[Drbd-dev] Running Protocol C with disk cache enabled

Wed Jun 20 15:33:14 CEST 2007

On Tuesday 19 June 2007 17:16:40 Graham, Simon wrote:
> I've been thinking recently about making sure that DRBD handles failures
> properly when the disks are run with their caches enabled - in most
> cases, I believe that the existing activity log code in DRBD will
> correctly handle this by ensuring that portions of the disk that _might_
> have been in cache only when a failure occurred are resynchronized.
>

Well, right. An interesting question. But do we really need to solve
it in DRBD ? 

In the end it is the file system that wants to ensure that something
is on disk.

The first answer that I had for this was (Linux-2.2 and Linux-2.4)

  wait until IO is completed, then it is on disk.

This of course totally ignored that even at that time most
IDE drives already had write caches in write-back mode. Even worse,
on most drives it is not possible to disable these caches. 

The message to our customers was: 
  Either use a (RAID) disk controller with battery backed RAM
  or with write caches in write-through, not in write-back mode.

Now since the time of Linux-2.6 we (finally) got IO-barriers.

Each driver can not state what it needs to really write the
stuff on the fly to disk:

	 * NONE		: hardbarrier unsupported
	 * DRAIN	: ordering by draining is enough
	 * DRAIN_FLUSH	: ordering by draining w/ pre and post flushes
	 * DRAIN_FUA	: ordering by draining w/ pre flush and FUA write
	 * TAG		: ordering by tag is enough
	 * TAG_FLUSH	: ordering by tag w/ pre and post flushes
	 * TAG_FUA	: ordering by tag w/ pre flush and FUA write

The last time I looked I realized that non of the machines in 
our LAB had a driver that exposed something else than NONE. 

Filesystems slowly start to use the WRITE_BARRIER flag on
BIOs with is then translated by the queuing layer to right
request flags on the requests according to the Queue settings.

What we see of those filesystems is:
"JBD: barrier-based sync failed on XXX - disabling barriers"

Ok, so far the theory and the facts IMHO.

How is DRBD concerned with all this. I think we are done as long
as we pass the BIO_RW_BARRIER and BIO_RW_SYNC flags from the primary
to the secondary. -- And we need to respect the implicit write
barriers that arise out of the the usage pattern:

 submit_bio()
 wait_for_io_complation()
 submit_bio()

>
> However - there is one case that I don't think is covered currently;
> it's entirely possible that I'm missing something, but I wanted to
> check; the case in question is if the Secondary system suffers an
> unexpected power loss, therebye potentially losing some writes that were
> acknowledged prior to the failure. Now, I think that the activity log
> maintained by the Primary actually includes the necessary information
> about blocks which should be resynchronized _but_ I don't see any code
> that would actually add these blocks to the bitmap when such a failure
> occurs.
>

Right we do not do this. The current opinion on this is: If the
disk reported IO completion it has to be on disk. (actually a point
of view of the Linux-2.2 and Linux-2.4 time).

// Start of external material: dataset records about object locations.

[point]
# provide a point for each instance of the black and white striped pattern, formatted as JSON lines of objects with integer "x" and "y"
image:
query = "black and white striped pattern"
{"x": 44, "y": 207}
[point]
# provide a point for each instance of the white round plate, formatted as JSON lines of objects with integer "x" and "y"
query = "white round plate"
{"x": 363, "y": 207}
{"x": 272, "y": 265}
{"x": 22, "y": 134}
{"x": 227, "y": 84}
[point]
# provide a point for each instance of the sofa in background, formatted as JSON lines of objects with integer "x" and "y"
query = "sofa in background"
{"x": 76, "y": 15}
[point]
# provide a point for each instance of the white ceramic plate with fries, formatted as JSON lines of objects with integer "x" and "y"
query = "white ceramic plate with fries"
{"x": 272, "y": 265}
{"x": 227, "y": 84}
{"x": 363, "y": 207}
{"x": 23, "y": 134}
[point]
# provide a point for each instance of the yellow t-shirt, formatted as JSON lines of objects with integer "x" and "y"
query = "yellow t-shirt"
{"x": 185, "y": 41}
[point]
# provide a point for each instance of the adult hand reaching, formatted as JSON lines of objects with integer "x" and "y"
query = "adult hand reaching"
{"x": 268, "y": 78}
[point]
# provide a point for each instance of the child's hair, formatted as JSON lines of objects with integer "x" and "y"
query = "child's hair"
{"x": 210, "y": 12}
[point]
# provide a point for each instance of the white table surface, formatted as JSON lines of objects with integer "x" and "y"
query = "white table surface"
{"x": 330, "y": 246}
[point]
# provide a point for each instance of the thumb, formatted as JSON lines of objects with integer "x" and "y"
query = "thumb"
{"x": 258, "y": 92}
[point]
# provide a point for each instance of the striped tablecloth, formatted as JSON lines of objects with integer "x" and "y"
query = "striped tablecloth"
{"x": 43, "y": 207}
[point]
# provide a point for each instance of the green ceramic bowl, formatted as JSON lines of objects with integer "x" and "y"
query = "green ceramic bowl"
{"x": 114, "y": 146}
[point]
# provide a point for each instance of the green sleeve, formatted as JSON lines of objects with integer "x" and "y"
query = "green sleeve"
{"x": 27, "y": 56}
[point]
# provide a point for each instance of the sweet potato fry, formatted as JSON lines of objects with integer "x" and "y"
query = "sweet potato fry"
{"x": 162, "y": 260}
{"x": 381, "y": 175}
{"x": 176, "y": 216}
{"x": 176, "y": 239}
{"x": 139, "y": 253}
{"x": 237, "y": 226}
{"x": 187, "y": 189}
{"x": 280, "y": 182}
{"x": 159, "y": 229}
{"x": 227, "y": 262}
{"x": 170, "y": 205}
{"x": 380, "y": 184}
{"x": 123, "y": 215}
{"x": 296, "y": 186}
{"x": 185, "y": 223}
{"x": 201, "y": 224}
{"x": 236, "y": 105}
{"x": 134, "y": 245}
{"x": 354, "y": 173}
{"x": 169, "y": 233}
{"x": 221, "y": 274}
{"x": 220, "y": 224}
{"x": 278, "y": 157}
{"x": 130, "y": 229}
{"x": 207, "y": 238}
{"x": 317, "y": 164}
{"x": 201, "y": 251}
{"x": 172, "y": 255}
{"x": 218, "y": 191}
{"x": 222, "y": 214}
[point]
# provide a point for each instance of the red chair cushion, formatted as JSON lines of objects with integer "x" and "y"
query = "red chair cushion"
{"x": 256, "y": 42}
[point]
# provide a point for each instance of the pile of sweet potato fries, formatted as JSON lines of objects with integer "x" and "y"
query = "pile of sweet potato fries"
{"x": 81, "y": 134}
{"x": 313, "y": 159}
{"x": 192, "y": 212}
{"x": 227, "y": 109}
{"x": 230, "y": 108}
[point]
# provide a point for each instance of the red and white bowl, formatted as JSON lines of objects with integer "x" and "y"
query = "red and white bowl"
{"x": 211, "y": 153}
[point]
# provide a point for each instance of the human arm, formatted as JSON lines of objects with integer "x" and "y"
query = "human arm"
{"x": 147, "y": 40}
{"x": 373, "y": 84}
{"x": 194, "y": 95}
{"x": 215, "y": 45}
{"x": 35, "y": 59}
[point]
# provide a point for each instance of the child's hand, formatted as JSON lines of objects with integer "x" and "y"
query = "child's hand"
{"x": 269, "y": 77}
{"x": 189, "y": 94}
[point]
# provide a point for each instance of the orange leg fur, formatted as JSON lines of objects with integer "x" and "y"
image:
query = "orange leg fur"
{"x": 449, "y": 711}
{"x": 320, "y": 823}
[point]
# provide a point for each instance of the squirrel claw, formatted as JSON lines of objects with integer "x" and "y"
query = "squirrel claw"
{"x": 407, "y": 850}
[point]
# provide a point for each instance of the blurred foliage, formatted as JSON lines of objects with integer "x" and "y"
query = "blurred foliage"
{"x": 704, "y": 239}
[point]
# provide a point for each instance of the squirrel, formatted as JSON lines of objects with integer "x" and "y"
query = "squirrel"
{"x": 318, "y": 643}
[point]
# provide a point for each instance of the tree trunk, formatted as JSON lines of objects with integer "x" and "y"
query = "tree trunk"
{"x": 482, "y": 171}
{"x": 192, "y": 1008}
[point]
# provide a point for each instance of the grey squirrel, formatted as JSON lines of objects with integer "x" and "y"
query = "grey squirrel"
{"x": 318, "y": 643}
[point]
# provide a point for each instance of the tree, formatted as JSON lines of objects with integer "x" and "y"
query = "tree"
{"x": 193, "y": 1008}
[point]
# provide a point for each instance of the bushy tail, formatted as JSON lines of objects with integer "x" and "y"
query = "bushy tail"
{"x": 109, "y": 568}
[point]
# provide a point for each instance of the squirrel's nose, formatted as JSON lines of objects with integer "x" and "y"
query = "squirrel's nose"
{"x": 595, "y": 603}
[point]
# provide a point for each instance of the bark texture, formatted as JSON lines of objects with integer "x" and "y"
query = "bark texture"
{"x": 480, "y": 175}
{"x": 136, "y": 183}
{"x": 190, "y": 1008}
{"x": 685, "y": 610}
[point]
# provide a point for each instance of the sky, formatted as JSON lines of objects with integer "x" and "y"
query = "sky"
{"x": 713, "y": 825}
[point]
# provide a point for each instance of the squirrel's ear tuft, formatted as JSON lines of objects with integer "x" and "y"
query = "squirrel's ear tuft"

Hmm, I can see you point let me think about this for a few days.

Even if we would mark everything after the last acknoweldeg
BIO_RW_BARRIER, we have to keep in mind that today most drivers'
queues are of type NONE.

>
> Conversely, if the Primary suffers an unexpected power loss, when it
> comes back up, it will add all the blocks described by its on-disk
> activity log to the bitmap as part of the attach processing on that
> node.
>

Right. We do this.
The original intention of the AL was to "revert" blocks that got written
on the primary shortly before a crash, and made it to disk but not to
network before the crash.

>
> Maybe this is overkill, but perhaps the Primary should add the contents
> of the current AL to the in-memory and on-disk bitmaps whenever it loses
> contact with the secondary unexpectedly?
>

Simon, I definitely see your point.

It is necessary for disk subsystems that "lie" to the upper layers
with their completion events. -- But you are right, most of todays'
disk subsystems do this. -- Maybe it should be configurable...

Let me think about it... , further comments and opinions welcome of course!

-Phil
-- 
: Dipl-Ing Philipp Reisner                      Tel +43-1-8178292-50 :
: LINBIT Information Technologies GmbH          Fax +43-1-8178292-82 :
: Vivenotgasse 48, 1120 Vienna, Austria        http://www.linbit.com :